What does this get us?

 * This system has mechanisms in place for streaming both a single large
message and breaking a single reply up into multiple answers, allowing for
pretty flexible streaming.  (You can even mix these by having an answer that
gets chunked itself.)
 * Concurrency is achieved by having multiple channels. Each channel
executes messages in order, so you have a good mechanism for sending
multiple things at once as well as maintaining ordering guarantees as
necessary.
 * Reporting errors is very clear as it is a separate response type.
 * It has already been specified pretty clearly and we'd just be evolving
that to something that more closely matches our needs.
 * It specifies sufficient data that you could implement this over
transports other than TCP, such as UDP.

Changes, rough list:

 * Use Avro-encoding for most things, so the encoding of a message would
become an Avro struct.
 * Lose profiles in the sense that they're used in that specification since
we're just exchanging Avro RPCs.
 * Do length prefixing rather than in the header, so that it is very
amenable to binary I/O at high volumes.
 * No XML stuff, just existing things like the Avro handshake, wrapped up in
messages.
 * For now, don't worry about things like flow control as expressed in RFC
3081, mapping of 3080 to TCP.
 * Think about adding something for true one-way messages, but an empty
reply frame is probably sufficient, since that still allows reporting errors
if needed (or desired).
 * May well need some extensions for a more flexible security model.
 * Use Avro RPC stuff to encode the channel management commands on channel 0
rather than XML.

RFC 3117 (http://www.faqs.org/rfcs/rfc3117.html) goes into some of the
philosophy and thinking behind the design of RFC 3080.  Both are short and
easy reading.

 - Bruce

Re: Thoughts on an RPC protocol

Posted by Bruce Mitchener <br...@gmail.com>.

Hi Bo,

Thanks for your feedback!

On Thu, Apr 8, 2010 at 3:49 PM, Bo Shi <bs...@gmail.com> wrote:

> Hi Bruce,
>
> Would this RPC protocol take the role of the transport in the Avro
> specification or would it replace the protocol?  If the handshake
> occurs on channel 0 while the request/response payloads are
> transferred on a different channel, this would not meet the existing
> wire protocol as described in the current 1.3.2 spec right?
>

This would be a transport.

I was thinking they would happen on 0 with 0 being a control channel, but
I'm not married to that.
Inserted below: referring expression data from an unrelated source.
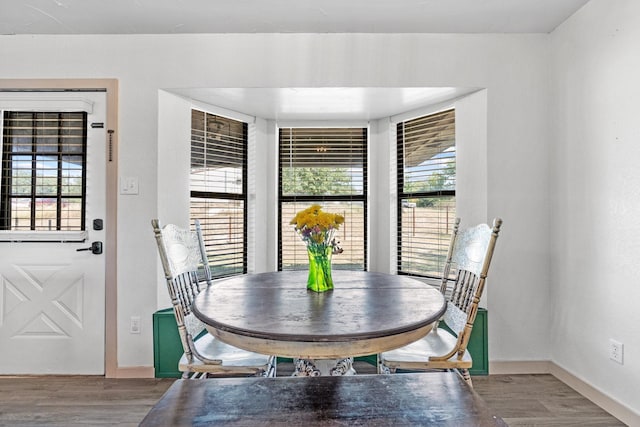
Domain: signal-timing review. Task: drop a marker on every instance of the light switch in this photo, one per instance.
(128, 185)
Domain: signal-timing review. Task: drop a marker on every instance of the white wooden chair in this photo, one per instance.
(187, 271)
(463, 282)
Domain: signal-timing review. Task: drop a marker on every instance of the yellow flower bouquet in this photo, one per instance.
(317, 229)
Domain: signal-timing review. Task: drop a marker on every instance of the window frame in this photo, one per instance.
(310, 199)
(402, 195)
(221, 195)
(59, 233)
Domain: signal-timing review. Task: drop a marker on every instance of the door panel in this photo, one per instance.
(52, 297)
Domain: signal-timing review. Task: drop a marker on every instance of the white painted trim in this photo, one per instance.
(43, 236)
(322, 123)
(424, 111)
(41, 100)
(613, 407)
(219, 111)
(520, 367)
(135, 372)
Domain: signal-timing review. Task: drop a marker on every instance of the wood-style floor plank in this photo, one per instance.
(521, 400)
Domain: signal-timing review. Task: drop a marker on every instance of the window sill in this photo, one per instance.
(43, 236)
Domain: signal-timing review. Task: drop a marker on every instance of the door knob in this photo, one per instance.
(95, 248)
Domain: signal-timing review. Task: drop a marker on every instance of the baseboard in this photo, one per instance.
(135, 372)
(618, 410)
(521, 367)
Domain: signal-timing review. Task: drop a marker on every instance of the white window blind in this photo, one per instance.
(327, 166)
(426, 192)
(218, 187)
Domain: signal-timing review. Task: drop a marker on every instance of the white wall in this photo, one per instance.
(513, 69)
(595, 245)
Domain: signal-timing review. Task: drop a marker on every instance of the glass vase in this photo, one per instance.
(320, 279)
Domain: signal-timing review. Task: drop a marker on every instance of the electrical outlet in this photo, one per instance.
(135, 325)
(616, 351)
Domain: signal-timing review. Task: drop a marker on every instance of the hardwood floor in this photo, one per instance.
(521, 400)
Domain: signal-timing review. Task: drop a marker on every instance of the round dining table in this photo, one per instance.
(273, 313)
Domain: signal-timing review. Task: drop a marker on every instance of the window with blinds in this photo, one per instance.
(218, 186)
(327, 166)
(426, 192)
(43, 171)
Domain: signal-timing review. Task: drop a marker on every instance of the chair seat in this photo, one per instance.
(416, 355)
(230, 359)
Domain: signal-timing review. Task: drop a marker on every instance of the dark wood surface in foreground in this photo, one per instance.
(521, 400)
(424, 399)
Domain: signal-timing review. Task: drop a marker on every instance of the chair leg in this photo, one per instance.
(384, 369)
(466, 376)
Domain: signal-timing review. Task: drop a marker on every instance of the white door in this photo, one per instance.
(52, 296)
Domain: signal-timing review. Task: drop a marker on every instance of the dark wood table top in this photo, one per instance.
(274, 313)
(424, 399)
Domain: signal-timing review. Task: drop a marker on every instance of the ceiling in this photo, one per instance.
(328, 103)
(293, 16)
(282, 16)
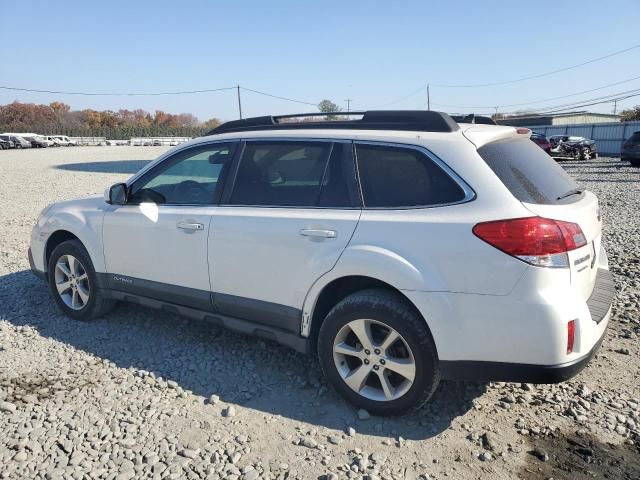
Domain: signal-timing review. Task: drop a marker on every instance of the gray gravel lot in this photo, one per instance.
(145, 394)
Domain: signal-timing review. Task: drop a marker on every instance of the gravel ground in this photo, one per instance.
(145, 394)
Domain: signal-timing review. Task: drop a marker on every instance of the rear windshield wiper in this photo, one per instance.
(575, 191)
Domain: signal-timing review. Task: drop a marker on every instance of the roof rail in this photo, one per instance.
(413, 120)
(473, 118)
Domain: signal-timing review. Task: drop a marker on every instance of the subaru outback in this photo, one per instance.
(400, 247)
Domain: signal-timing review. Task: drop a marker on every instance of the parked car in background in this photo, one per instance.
(64, 141)
(18, 141)
(576, 148)
(631, 150)
(7, 139)
(542, 141)
(38, 141)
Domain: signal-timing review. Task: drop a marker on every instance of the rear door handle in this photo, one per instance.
(190, 226)
(317, 232)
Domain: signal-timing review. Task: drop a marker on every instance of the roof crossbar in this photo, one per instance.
(412, 120)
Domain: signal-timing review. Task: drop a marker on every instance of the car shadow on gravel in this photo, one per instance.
(579, 457)
(207, 360)
(111, 166)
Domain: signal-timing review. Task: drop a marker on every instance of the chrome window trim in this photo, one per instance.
(301, 140)
(167, 155)
(469, 193)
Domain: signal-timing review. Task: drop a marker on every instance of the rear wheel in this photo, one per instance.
(73, 282)
(378, 353)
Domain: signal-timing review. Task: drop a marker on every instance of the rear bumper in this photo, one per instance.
(515, 372)
(599, 306)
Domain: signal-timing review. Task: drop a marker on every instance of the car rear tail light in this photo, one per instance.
(538, 241)
(571, 335)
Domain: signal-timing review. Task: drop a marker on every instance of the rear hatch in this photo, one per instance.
(546, 190)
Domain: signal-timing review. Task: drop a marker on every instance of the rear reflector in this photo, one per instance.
(571, 335)
(538, 241)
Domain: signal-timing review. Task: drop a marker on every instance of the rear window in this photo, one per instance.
(530, 174)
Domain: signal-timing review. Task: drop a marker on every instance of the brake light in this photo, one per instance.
(538, 241)
(571, 335)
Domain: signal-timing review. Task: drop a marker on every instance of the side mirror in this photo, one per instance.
(116, 194)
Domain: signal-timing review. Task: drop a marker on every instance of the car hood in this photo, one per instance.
(92, 203)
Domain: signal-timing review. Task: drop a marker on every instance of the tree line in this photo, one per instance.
(58, 118)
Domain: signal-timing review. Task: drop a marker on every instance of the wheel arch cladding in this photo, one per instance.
(55, 239)
(340, 288)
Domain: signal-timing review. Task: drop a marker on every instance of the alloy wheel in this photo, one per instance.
(72, 282)
(374, 360)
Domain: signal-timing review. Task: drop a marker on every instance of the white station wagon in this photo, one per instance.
(401, 247)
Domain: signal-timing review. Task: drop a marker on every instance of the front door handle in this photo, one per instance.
(190, 226)
(317, 232)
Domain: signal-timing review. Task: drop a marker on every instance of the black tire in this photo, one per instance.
(391, 309)
(97, 304)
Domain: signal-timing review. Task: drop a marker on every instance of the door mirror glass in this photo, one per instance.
(118, 194)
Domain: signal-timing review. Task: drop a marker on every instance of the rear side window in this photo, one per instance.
(295, 174)
(529, 173)
(403, 177)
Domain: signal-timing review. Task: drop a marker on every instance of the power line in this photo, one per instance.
(539, 75)
(279, 97)
(541, 100)
(604, 98)
(116, 94)
(610, 100)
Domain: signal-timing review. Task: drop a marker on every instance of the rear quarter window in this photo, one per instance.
(529, 173)
(398, 177)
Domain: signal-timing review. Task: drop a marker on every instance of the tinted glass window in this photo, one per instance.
(403, 177)
(190, 177)
(339, 185)
(281, 173)
(527, 171)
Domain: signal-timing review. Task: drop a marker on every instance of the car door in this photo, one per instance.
(291, 212)
(156, 244)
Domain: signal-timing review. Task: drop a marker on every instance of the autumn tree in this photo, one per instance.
(327, 106)
(630, 114)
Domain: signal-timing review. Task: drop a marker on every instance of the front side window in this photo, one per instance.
(281, 173)
(403, 177)
(190, 177)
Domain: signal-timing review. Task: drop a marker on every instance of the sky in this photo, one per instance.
(379, 54)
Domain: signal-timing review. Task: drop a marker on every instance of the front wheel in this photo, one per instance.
(377, 352)
(73, 282)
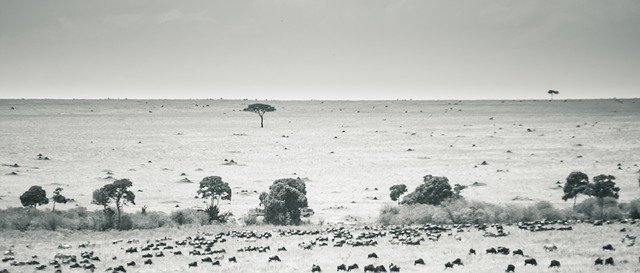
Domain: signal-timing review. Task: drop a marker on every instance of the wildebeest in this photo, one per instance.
(511, 268)
(609, 261)
(274, 258)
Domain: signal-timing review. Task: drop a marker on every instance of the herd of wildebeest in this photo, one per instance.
(208, 249)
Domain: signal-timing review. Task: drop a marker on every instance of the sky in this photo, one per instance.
(312, 49)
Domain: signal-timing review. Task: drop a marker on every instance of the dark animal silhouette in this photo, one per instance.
(530, 261)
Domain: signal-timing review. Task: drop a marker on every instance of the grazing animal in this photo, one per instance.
(370, 267)
(609, 261)
(530, 261)
(274, 259)
(511, 268)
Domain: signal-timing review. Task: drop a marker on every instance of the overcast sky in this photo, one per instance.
(306, 49)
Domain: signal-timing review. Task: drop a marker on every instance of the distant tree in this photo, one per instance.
(397, 191)
(260, 109)
(34, 197)
(433, 191)
(577, 183)
(457, 189)
(283, 202)
(603, 186)
(118, 192)
(58, 198)
(213, 187)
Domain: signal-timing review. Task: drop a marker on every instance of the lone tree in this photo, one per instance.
(397, 191)
(283, 202)
(213, 187)
(118, 192)
(58, 198)
(603, 186)
(34, 197)
(577, 183)
(433, 191)
(260, 109)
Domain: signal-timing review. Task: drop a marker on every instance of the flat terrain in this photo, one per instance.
(344, 149)
(576, 250)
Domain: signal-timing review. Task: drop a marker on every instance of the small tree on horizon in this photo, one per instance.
(603, 186)
(260, 109)
(577, 183)
(33, 197)
(58, 198)
(396, 191)
(118, 192)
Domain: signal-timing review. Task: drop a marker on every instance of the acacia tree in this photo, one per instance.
(603, 186)
(260, 109)
(577, 183)
(118, 192)
(283, 202)
(58, 198)
(433, 191)
(213, 187)
(397, 191)
(33, 197)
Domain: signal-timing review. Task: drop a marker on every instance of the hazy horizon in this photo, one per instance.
(301, 50)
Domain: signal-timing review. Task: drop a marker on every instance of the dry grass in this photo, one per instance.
(576, 251)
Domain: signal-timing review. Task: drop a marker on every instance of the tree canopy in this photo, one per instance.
(260, 109)
(433, 191)
(283, 202)
(34, 196)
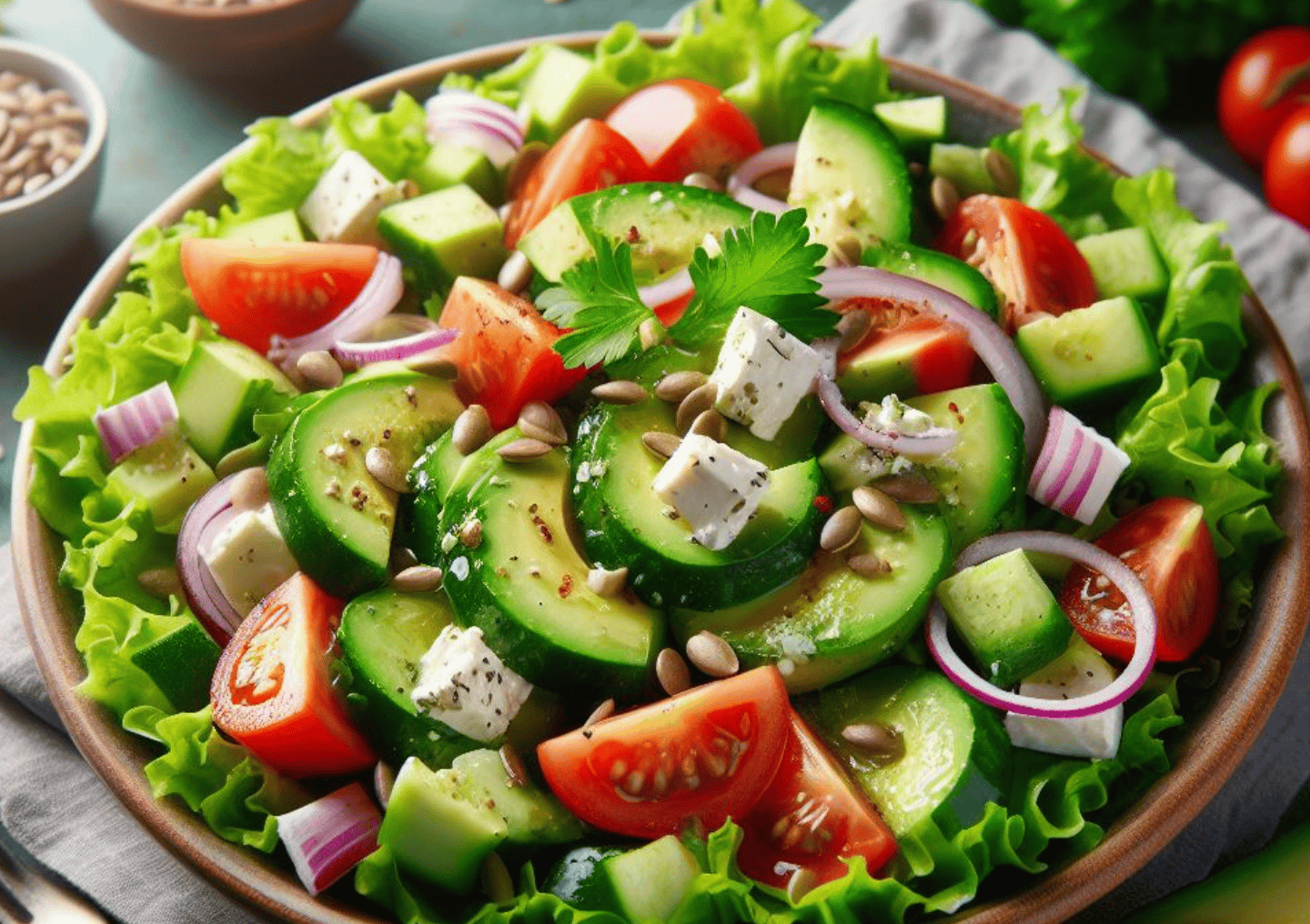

Offhand, I don't see why that would violate
anything in the specification though?

A couple other questions inline:
>
> On Thu, Apr 8, 2010 at 11:54 AM, Bruce Mitchener
> <br...@gmail.com> wrote:
> > While I recommend actually reading RFC 3080 (it is an easy read), this
> > summary may help...
> >
> > Framing: Length prefixed data, nothing unusual.
> > Encoding: Messages are effectively this:
> >
> > enum message_type {
> >    message,            // a request
> >    reply,                  // when there's only a single reply
> >    answer,               // when there are multiple replies, send
> multiple
> > answers and then a null.
> >    null,                    // terminate a chain of replies
> >    error,                  // oops, there was an error
> > }
> >
> > struct message {
> >    enum message_type message_type;
> >    int channel;
> >    int message_id;
> >    bool more;          // Is this message complete, or is more data
> coming?
> > for streaming
> >    int sequence_number; // see RFC 3080
> >    optional int answer_number; // Used for answers
> >    bytes payload;   // The actual RPC command, still serialized here
> > }
> >
> > When a connection is opened, there's initially one channel, channel 0.
> That
> > channel is used for commands controlling the connection state, like
> opening
> > and closing channels.  We should also perform Avro RPC handshakes over
> > channel 0.
>
> Is channel 0 used exclusively as a control channel or would requests
> be allowed on this channel?  Any idea on what the control messages
> would look like?


Channel 0 would be a control channel in my original proposal. I can see
arguments for allowing sending other requests on it from a simplicity point
of view. Thoughts?

Control messages would look like an Avro RPC call. They would be things
like:

OpenChannel returning the opened channel (or you could pass it the channel
number?)
CloseChannel gets passed the channel number to close.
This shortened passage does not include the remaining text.